EDITOR’S POSTSCRIPT

                                                                                                                                                                                By Susan Copeland Henry

 

      One of the most interesting sessions I attended at the ISETA 2000 conference was Carolyn Johnson’s session entitled, “Web-Based Instruction: What’s Holding You Back?”  As she indicated in the presentation and in her abstract, Carolyn Johnson (2000) has done extensive research in order to identify the reasons why college and university instructors have been more hesitant about using the Internet for instructional purposes, while K-12 teachers have “embrac[ed] the web as a powerful resource” (p. 99).  The various concerns that she cited among higher-level instructors were issues regarding traditional tenure tracks, anxiety about the web replacing classroom instructors, copyright problems, the rapid pace of changes in hardware and software, confusion about the pedagogy of teaching on the web or using the web, etc.  Her ultimate purpose was to encourage instructors both to address these issues from various perspectives and “[t]o practice using the web as a component of student learning rather than a means of delivering instruction” (p. 99).

      I do not think that technology should be ISETA’s singular focus.  However, since ISETA has a history of developing pedagogical principles vis-à-vis technology, and since, as our Mission Statement indicates, ISETA is composed of members across the disciplines who “share a commitment to improving the quality of their teaching and the quality of their students’ learning” (Watson, 2001), I think that we should address the issues that Carolyn introduced and expand upon them.   We need to recognize that the advent of the Internet is not unlike the advent of the printing press:  the printing press allowed for more active and constructive modes of interpreting and learning for new readers who had been more passive learners through listening to others’ readings of texts and interpretative offerings.  We as educators now accept these text-enhanced learning strategies as the norm.  With the Internet, methods of learning are bound to change, and if we want to be effective educators, we need not to hang back and worry, but to be on the cutting edge, helping to shape the pedagogy of web-enhanced instruction so that the quality of learning improves in the multimedia environment.

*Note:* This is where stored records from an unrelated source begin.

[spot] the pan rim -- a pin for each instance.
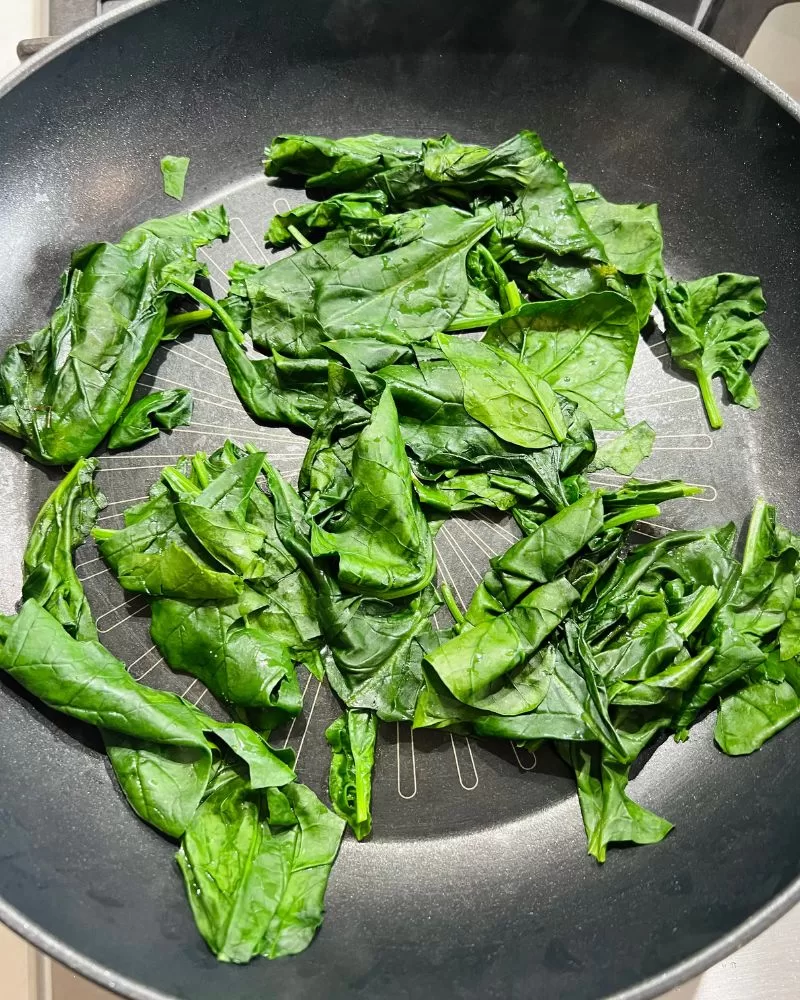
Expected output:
(648, 989)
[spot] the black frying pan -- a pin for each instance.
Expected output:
(476, 883)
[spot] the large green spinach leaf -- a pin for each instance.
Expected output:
(381, 539)
(583, 348)
(143, 419)
(62, 391)
(713, 329)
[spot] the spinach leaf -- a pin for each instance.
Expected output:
(626, 451)
(264, 391)
(505, 394)
(561, 715)
(402, 294)
(256, 885)
(758, 709)
(713, 329)
(153, 554)
(479, 655)
(143, 419)
(84, 680)
(381, 539)
(222, 644)
(410, 291)
(464, 493)
(317, 217)
(631, 234)
(609, 814)
(174, 169)
(536, 558)
(583, 348)
(62, 391)
(352, 740)
(217, 519)
(337, 164)
(62, 524)
(164, 785)
(756, 600)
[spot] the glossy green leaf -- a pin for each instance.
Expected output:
(505, 394)
(583, 348)
(382, 541)
(62, 391)
(609, 814)
(62, 524)
(624, 453)
(143, 419)
(713, 329)
(757, 710)
(352, 741)
(174, 170)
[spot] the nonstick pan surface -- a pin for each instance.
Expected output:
(476, 882)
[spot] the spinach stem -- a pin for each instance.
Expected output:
(452, 606)
(628, 514)
(212, 304)
(750, 555)
(182, 321)
(693, 617)
(707, 392)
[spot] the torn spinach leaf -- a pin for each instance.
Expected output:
(589, 360)
(474, 659)
(759, 708)
(84, 680)
(256, 868)
(174, 170)
(376, 650)
(63, 390)
(318, 217)
(713, 328)
(625, 452)
(505, 394)
(380, 538)
(609, 814)
(143, 419)
(352, 740)
(62, 524)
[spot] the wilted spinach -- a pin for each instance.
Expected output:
(143, 419)
(63, 390)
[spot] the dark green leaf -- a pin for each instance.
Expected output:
(143, 419)
(609, 814)
(63, 390)
(626, 451)
(62, 524)
(713, 329)
(376, 650)
(382, 541)
(583, 348)
(757, 710)
(352, 740)
(479, 655)
(505, 394)
(174, 169)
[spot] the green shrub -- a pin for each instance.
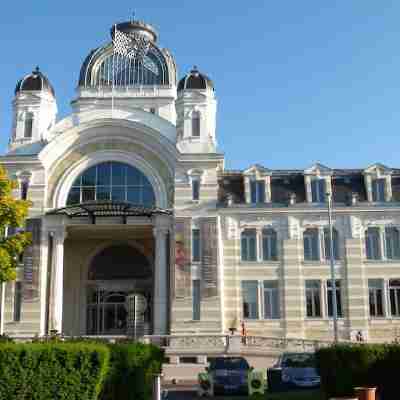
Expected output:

      What can we do to address this era of change with all its incumbent issues?  As this and the next issue of Connexions seek to do, one move is to talk more openly about the concerns Carolyn brought up.  The second move is to encourage more conference presentations that employ effective cutting-edge ideas using technology.  In connection with this, the third move we should make is to insure Internet access at conferences so that presenters can “take us” to their sites and show the kinds of web-enhanced methods they have developed.   Let’s really connect.

 

REFERENCES

 

Johnson, Carolyn. (2000). Web-Based Instruction: What’s Holding You Back?  In B. Saulnier (Ed.)  ISETA

      2000 Conference Proceedings.  Redondo Beach, CA: California State University.